The quantum physics pioneer Enrico Fermi reportedly once said that every scientist should change fields every ten years, in order to keep a fresh viewpoint. In Philippe’s case, a transition from theoretical physics to photography was an obvious choice.
It's all about visualization, you see.
As a teenager, Einstein visualized running at the speed of light alongside an electromagnetic wave, and it greatly influenced his thinking about special relativity. Imagine you are waving goodbye to a friend from the platform when his train departs. If you run alongside the train at the same speed as the train to keep waving goodbye to your friend, from your point of view the train doesn't seem to move. Similarly, Einstein realized that if he ran alongside an electromagnetic wave at the speed of light, he would see a wave whose oscillations in space do not change with time. The problem was that, unlike a stationary train, such a stationary electromagnetic wave had never been observed. A possible answer to this paradox is that it is simply not possible to catch up to an electromagnetic wave traveling at the speed of light.
In his research, Philippe extensively used computers to solve physics problems, and he had to find ways to look at the reams of data produced by the computer simulations. In the field he used to work in, quantum ordering, visualization is quite a bit of a challenge. The quantum state of two particles is a mathematical object that lives in six dimensions (three for each particle). For three particles, it's nine dimensions. A simple carbon atom has twelve electrons and a nucleus. That's three times thirteen or thirty nine dimensions. It gets really complicated, really fast. The visualization challenge is to simplify the graphical representation enough so it can be displayed on a computer screen, while keeping enough of the information to gain useful insights into the behaviour of the system.
Superconductivity, the dissipationless flow of electric current, is an example of quantum ordering in which electrons in a metal pair up into so-called Cooper states. Nearly fifty years after their discovery, Philippe found a way to visualize the Cooper states of various kinds of superconductors, so one could see for the first time what these objects actually looked like. These graphical representations were published in the magazine Nature, which is to scientific publications what Vogue is to fashion magazines.
Much has been written about the connection between art and science. The following quote is Philippe’s favourite:
“Both art and science, at their greatest, give people a way of viewing the world. And I think this is the deepest thing they have in common”. Leon N. Cooper, Nobel Physics Laureate, 1972.
You may very well have noticed that for an Edinburgh based photographer, Philippe doesn’t really have a Scottish sounding name. There is a very simple explanation for that. He was born and raised in Lausanne, Switzerland. His path from Switzerland to Scotland was a rather convoluted one. He spent a number of years in the United States, first as an undergraduate exchange student at Carnegie Mellon University in Pittsburgh.
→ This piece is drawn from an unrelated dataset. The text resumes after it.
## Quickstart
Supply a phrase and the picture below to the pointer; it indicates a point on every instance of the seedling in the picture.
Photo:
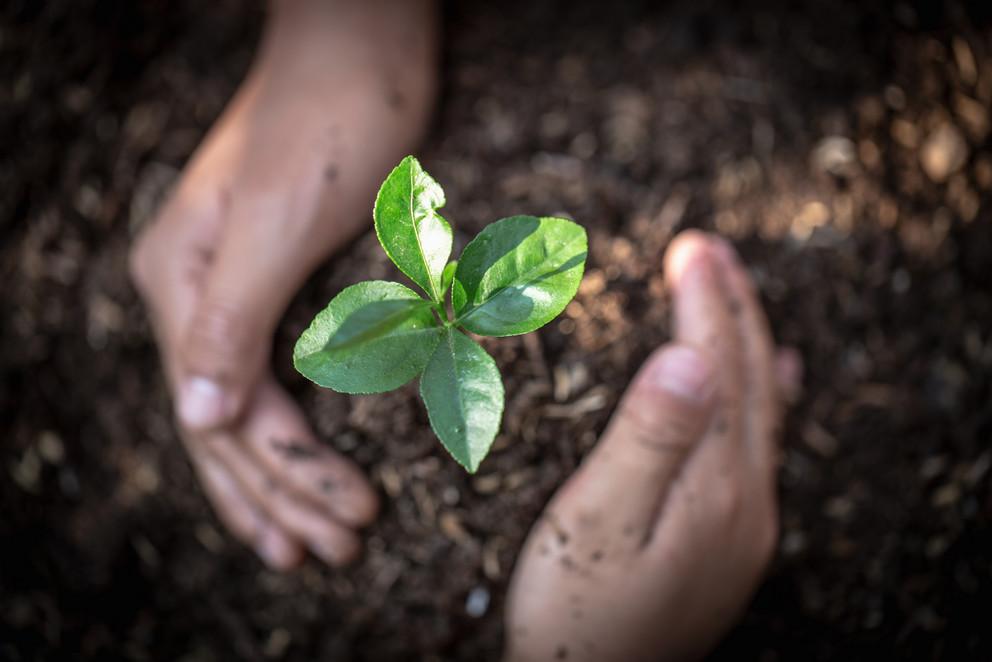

After graduate studies at Los Alamos National Laboratory and the University of Illinois, where he got his PhD in theoretical condensed matter physics under the supervision of David Pines, he spent a couple of years as a postdoctoral research associate at the Kavli Institute for Theoretical Physics at the University of California, Santa Barbara. He then took faculty positions at the Florida State University, the University of Cambridge and the University of Edinburgh. He switched to photography in September 2012.